Aging-related changes in cell death and cell survival pathways and implications for heart failure therapy
Faculty of Pharmaceutical, Biomedical and Veterinary Sciences. Pharmacy
New York, N.Y. :Springer Science+Business Media, 2014
Aging and heart failure : mechanisms and management / Jugdutt, B.I. [edit.]
University of Antwerp
Underlying the aging process is a lifelong accumulation of molecular damage. When DNA damage is too extensive to be repaired or when the repairing cascades are impaired, e.g., during chronic oxidative stress associated with aging, apoptosis occurs. A very low, albeit elevated, rate of apoptosis can be an important factor in the pathogenesis of heart failure, making it a potential target for therapy.
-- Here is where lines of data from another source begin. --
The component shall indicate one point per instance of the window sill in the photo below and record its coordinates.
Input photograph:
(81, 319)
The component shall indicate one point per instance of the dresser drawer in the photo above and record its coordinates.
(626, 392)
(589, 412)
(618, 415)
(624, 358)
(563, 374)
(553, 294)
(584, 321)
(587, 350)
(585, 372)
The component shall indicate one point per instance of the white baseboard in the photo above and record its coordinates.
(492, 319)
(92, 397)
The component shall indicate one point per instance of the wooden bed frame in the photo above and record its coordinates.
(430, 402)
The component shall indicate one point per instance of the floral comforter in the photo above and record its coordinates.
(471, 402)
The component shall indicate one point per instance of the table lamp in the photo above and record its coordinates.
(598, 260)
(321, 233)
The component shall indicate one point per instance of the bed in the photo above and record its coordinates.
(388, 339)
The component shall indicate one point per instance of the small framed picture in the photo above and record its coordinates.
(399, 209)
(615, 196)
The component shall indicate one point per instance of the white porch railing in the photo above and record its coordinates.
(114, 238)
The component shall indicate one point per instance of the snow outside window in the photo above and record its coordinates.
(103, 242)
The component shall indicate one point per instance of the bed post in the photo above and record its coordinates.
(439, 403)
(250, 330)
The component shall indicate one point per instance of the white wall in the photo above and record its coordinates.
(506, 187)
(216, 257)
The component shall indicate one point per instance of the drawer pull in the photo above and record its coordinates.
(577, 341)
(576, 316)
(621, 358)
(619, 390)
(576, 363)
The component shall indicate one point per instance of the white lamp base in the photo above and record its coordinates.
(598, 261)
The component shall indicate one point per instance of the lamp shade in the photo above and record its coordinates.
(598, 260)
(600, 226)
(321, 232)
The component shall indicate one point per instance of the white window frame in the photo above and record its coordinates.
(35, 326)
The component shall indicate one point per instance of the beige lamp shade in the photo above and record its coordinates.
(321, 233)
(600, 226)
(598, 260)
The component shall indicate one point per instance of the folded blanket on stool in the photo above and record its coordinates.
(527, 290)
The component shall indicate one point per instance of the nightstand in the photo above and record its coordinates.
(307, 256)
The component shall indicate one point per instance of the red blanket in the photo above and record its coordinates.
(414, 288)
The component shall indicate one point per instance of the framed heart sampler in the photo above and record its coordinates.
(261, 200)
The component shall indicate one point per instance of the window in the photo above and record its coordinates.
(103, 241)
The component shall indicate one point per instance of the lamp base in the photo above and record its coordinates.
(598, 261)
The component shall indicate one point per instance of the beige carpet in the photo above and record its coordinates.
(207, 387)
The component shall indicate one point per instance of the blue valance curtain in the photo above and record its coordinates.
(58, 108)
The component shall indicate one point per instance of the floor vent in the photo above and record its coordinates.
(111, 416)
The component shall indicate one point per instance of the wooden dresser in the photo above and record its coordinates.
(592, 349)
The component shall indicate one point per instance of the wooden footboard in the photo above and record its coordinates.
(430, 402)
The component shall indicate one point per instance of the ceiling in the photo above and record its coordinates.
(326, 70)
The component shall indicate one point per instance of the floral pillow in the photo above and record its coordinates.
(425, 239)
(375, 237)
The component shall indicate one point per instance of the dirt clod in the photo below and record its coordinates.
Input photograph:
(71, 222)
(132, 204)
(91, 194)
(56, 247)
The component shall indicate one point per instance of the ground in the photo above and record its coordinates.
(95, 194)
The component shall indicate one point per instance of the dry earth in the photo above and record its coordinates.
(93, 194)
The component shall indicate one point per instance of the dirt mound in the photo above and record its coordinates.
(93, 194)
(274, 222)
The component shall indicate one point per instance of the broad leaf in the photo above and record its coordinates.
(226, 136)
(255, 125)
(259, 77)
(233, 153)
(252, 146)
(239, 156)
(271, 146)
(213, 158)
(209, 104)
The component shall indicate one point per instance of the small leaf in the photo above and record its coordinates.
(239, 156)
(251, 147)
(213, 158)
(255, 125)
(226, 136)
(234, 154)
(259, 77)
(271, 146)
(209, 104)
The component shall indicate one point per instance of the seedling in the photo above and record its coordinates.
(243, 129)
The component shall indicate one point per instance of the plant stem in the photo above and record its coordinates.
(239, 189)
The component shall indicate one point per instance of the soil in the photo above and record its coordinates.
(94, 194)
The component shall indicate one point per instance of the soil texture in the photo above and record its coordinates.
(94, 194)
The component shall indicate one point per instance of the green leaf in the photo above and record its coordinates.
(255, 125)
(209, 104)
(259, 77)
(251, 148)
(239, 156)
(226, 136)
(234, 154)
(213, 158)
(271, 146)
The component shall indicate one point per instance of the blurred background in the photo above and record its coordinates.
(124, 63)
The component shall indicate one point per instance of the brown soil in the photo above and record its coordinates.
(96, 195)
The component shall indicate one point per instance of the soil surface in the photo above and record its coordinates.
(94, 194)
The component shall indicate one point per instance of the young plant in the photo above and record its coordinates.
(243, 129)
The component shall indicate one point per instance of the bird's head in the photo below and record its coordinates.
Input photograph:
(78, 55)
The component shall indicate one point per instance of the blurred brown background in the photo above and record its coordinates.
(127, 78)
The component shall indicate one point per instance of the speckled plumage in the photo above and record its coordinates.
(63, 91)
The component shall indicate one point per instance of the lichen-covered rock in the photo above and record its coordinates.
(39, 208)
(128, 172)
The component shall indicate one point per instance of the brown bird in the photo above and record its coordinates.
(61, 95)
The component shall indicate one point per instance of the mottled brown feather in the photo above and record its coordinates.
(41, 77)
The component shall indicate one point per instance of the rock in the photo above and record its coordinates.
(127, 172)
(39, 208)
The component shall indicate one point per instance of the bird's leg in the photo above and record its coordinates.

Necrosis is even more prominent in failing human hearts than apoptosis. Autophagy is an essential and protective pathway in the heart. However, during aging, the rate of protective autophagy declines. The progressive inhibition of autophagy in the aging heart is in part attributed to intralysosomal accumulation of lipofuscin. Cross-linked polymeric lipofuscin cannot be degraded by lysosomal hydrolases and leads to preferential allocation of lysosomal enzymes to lipofuscin-loaded lysosomes at the expense of active autolysosomes. Impaired autophagy further stimulates accumulation of damaged mitochondria, which are deficient in ATP production and which produce large amounts of reactive oxygen species (ROS). Moreover, oxidatively modified cytosolic proteins form large indigestible aggregates, enhancing lipofuscinogenesis and sensitizing cardiomyocytes to undergo apoptosis/necrosis, eventually leading to heart failure. Pharmacological inhibition of apoptosis and necrosis improves heart function and survival. Currently used drugs in heart failure therapy, such as ACE-inhibitors and β-adrenergic receptor blockers, prevent apoptosis. However, complete inhibition of apoptosis might have adverse effects. Furthermore, compounds that supplement the decreased levels of autophagy during aging, such as AMPK activators, mTOR inhibitors, and/or sirtuin activators, might be of great value in heart failure therapy by preventing apoptosis and necrosis and stimulating cardiomyocyte survival. However, the dosing should be carefully set in order to avoid excessive autophagic cell death.